S.C. panel challenges Savannah River dredging permit
For the AJC
COLUMBIA — Savannah River Maritime Commissioners said Monday that South Carolina's environmental agency improperly approved a water quality permit for dredging the Savannah River.
The unanimous vote to declare the Department of Health and Environmental Control's decision invalid likely sends the issue to court. The commission, created in 2007 to represent South Carolina's interests in the river channel shared with Georgia, also asked Attorney General Alan Wilson to handle the case on its behalf.
The move comes four days after the board approved a compromise on a permit application from the U.S. Army Corps of Engineers to deepen about 35 miles of the Savannah River, allowing supersize ships to reach the Savannah port.
Staff rejected the application in September, citing unacceptable harm to endangered sturgeon and fragile marshes. The compromise was worked out with Georgia officials shortly before the board was set to hear the Corps' appeal.
"We now have two state agencies: One says there is a water quality permit. This state agency says it has not been properly issued, so I imagine we are headed to court," said Senate Transportation Chairman Larry Grooms, R-Bonneau, also a commission member.
Grooms said the commission's responsibilities include river dredging and navigability.
"DHEC overstepped their boundaries when issuing the permit," Grooms said.
In a statement, DHEC said it respects the commission's vote but feels comfortable issuing the permit.
Grooms said the attorney general's office would decide where the case winds up, and the possibilities include the Administrative Law Court or federal court.
The Corps declined comment.
Billy Birdwell, spokesman for its Savannah District, called disagreement between state agencies an internal matter for South Carolina. Its commander, Col. Jeffrey Hall, has said he doesn't need a permit from South Carolina and would be willing to move forward without one by claiming an exemption under the federal Clean Water Act.
Georgia Gov. Nathan Deal also declined comment Monday. Last week, he credited the approval to South Carolina Gov. Nikki Haley, who promised him over lunch in October that the board would hear Georgia's position. The board, made up of people Haley appointed earlier this year in a move she boasted as being business-friendly, could have declined to hear an appeal.
Grooms contends that the board helped Georgia's economy at South Carolina's expense. DHEC attorney John Harleston said last week the compromise satisfied environmental concerns, and other matters are outside the agency's jurisdiction.

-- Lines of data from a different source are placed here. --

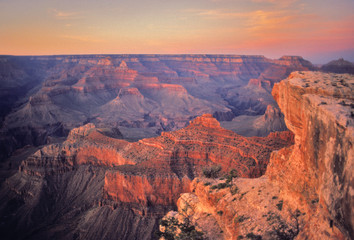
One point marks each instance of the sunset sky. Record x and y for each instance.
(319, 30)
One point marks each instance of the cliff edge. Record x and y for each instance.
(307, 190)
(318, 108)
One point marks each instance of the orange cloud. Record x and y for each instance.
(61, 15)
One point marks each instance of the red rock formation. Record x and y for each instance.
(318, 109)
(175, 88)
(155, 171)
(307, 189)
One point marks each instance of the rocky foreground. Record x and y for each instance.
(94, 186)
(44, 98)
(307, 191)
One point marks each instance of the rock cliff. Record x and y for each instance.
(318, 108)
(307, 191)
(70, 189)
(142, 95)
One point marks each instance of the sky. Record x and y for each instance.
(318, 30)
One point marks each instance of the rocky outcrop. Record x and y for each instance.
(307, 191)
(318, 108)
(76, 185)
(339, 66)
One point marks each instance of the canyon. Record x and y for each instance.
(307, 190)
(70, 189)
(141, 95)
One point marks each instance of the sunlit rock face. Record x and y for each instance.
(77, 185)
(318, 108)
(142, 95)
(307, 190)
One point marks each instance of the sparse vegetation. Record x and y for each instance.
(253, 236)
(289, 232)
(241, 218)
(242, 194)
(280, 205)
(212, 171)
(172, 229)
(222, 185)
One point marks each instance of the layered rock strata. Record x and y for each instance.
(307, 191)
(142, 95)
(93, 176)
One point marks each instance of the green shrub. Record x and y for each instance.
(212, 171)
(253, 236)
(222, 185)
(187, 231)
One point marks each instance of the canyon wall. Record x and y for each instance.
(307, 191)
(318, 108)
(142, 95)
(95, 186)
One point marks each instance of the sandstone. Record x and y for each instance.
(307, 189)
(317, 108)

At issue are billions of dollars in economic activity for Savannah and Charleston, which is also seeking to deepen its harbor.
Georgia Ports Authority executive director Curtis Foltz has said it's not a competition, and the region needs two successful ports.
"I just want our port to be more successful," Grooms said. "The deepening of that river has great implications in deciding who will be the ultimate winner. When our state agency favors Georgia over South Carolina, that's troubling."
Savannah's port ranks fourth in North America for container traffic, while Charleston's ranks 13th, according to the American Association of Port Authorities.
The states have proposed a joint port along the Savannah River in rural Jasper County, which would be miles closer to the Atlantic Ocean than Savannah's. Grooms said he could agree to an amended permit, but as is, he believes the Jasper port is dead.
A wildlife biologist with the state Department of Natural Resources told the commission that no one in DHEC consulted his agency's scientists before accepting the compromise.
While DNR is not a regulatory agency, its role is to provide scientifically based recommendations so DHEC can make good decisions, and it provided no input on the compromise, said Bob Perry, director of DNR's office of environmental programs.
Under the agreement, Georgia promises to pay maintenance costs — estimated at $1.2 million yearly — on devices the Corps plans to install to inject oxygen into the river, should the federal government not fund the upkeep. That's an issue because saltwater intrusion caused by dredging would further decrease the river's already low dissolved oxygen levels, which can prompt fish kills.
Perry said testing on the devices could not conclusively determine whether they would work.
Also under the compromise, Georgia agreed to preserve roughly 1,500 additional acres of saltwater marsh that it owns in Jasper County, to mitigate damage to wetlands.
As for endangered fish, DHEC's lawyer said the agency now defers to the National Oceanic and Atmospheric Administration Fisheries Service, which issued an opinion Nov. 9 that the project likely wouldn't jeopardize the fish as long as the Corps meets certain conditions.
Those conditions include building a fish passage at a dam near Augusta to provide sturgeon with access to historical spawning habitat.